Adlerian psychology/psychotherapy was developed by Alfred Adler (1870-1937). Alfred Adler, a historically influential psychiatrist, began focusing the philosophical world’s attention on relatively new ideas in the early 20th century. He believed that it was imperative to become intimately familiar with a person’s social context by exploring factors such as birth order, lifestyle, and parental education. Adler was under the firm belief that each person strives to belong and feel significant. Adler was a pioneer in the area of holistic theory on personality, psychotherapy, and psychopathology and believed that a person will be more responsive and cooperative when he or she is encouraged and harbors feeling of adequacy and respect. Conversely, when a person is thwarted and discouraged, he or she will display counter-productive behaviors that present competition, defeat, and withdrawal. When methods of expression are found for the positive influences of encouragement, one’s feelings of fulfillment and optimism increase. Adler believed strongly that “a misbehaving child is a discouraged child,” and that children’s behavior patterns will improve most significantly when they are filled with feelings of acceptance, significance, and respect.
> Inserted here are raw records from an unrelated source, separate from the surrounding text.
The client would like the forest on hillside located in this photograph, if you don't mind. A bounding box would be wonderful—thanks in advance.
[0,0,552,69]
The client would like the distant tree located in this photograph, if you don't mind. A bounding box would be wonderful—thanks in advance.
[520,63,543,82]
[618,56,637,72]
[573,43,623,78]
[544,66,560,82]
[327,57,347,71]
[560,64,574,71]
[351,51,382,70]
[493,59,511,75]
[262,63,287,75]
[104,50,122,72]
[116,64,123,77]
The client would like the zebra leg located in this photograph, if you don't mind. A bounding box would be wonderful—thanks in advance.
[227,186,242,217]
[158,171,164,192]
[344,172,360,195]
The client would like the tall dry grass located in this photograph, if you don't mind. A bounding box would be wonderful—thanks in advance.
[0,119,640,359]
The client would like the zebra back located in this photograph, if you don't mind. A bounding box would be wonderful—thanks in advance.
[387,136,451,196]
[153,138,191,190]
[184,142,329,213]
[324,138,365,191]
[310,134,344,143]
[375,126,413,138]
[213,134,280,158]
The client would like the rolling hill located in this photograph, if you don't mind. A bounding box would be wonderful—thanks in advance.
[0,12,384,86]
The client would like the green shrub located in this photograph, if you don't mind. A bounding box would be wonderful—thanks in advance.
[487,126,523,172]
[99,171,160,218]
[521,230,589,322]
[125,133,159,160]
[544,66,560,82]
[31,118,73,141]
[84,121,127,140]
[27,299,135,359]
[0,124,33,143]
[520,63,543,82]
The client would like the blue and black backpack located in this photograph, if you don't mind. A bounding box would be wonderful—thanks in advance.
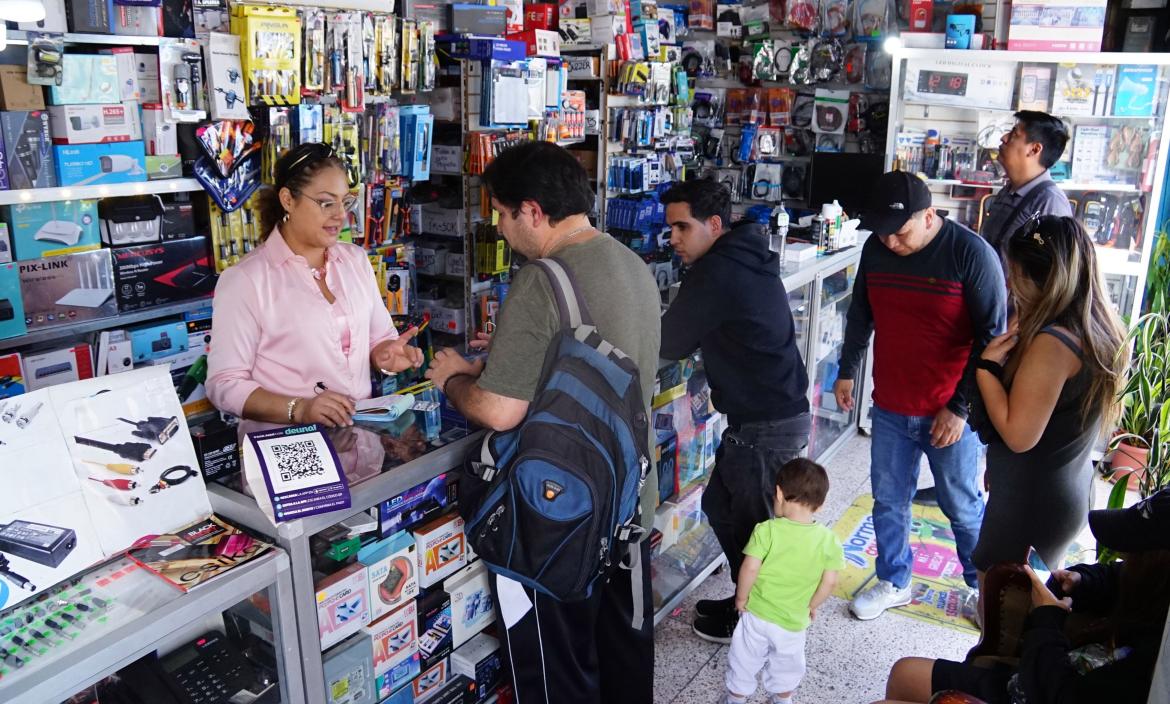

Adlerian psychology places its emphasis on a person’s ability to adapt to feelings of inadequacy and inferiority relative to others. These emotions may be a result of birth order, especially if the person experienced personal devaluation at an early age. Or they may be due to the presence of a physical limitation or lack of social empathy for other people. This method of therapy pays particular attention to behavior patterns and belief systems that were developed in childhood. Clinicians who use this form of therapy strongly believe that these strategies are the precursors for later self-awareness and behaviors and are directly responsible for how a person perceives themself and others in their life. By examining these early habitual patterns, we can better develop the tools needed to create our own sense of self-worth, meaning and ultimately create change that results in healing.
Adlerian individual psychotherapy, brief therapy, couple therapy, and family therapy all guide clients to release their unproductive feelings and to refocus their attention toward forming corrections in perceived values, feelings, and behaviors that prohibit further positive growth. The Adlerian technique uses Socratic dialogue to inspire the development of productive and beneficial attitudes in the areas of confidence, self-worth, and significance that result in a client’s increased ability to naturally cooperate and form cohesive relationships. The paramount goal of this type of therapy is to remove destructive self-directed beliefs and behaviors and to replace them with tools that will allow a client to become confident and socially empowered.
Individuals often enter therapy to gain better insight into their own behaviors and responses to circumstances that occur in their lives. Adlerian psychotherapy uses a process of Adlerian values clarification, through which a client is introduced to their own life organization, including birth order, social context, and other external dynamics, including parental influences. By understanding this organization, and how it has influenced self-worth, acceptance and expectations, a client can begin to accept the emotions they have relative to the events they experienced as a child. This process of perception allows a client to identify, maybe for the first time, with their true inner value, independent of others. Adlerian values clarification allows one to look at prior beliefs in a new way that encourages positive change.
Doing what matters is all about values clarification, knowing what matters to you personally, and taking effective action guided by those values. Various exercises are employed to help identify chosen values, which act like a compass from which to direct intentional and effective behavior. People who are fused with their thoughts and tend to struggle with or avoid painful emotions, often struggle with choosing purposeful and values-guided action. Through mindful liberation from such struggle they find acting congruently with their values quite natural and fulfilling.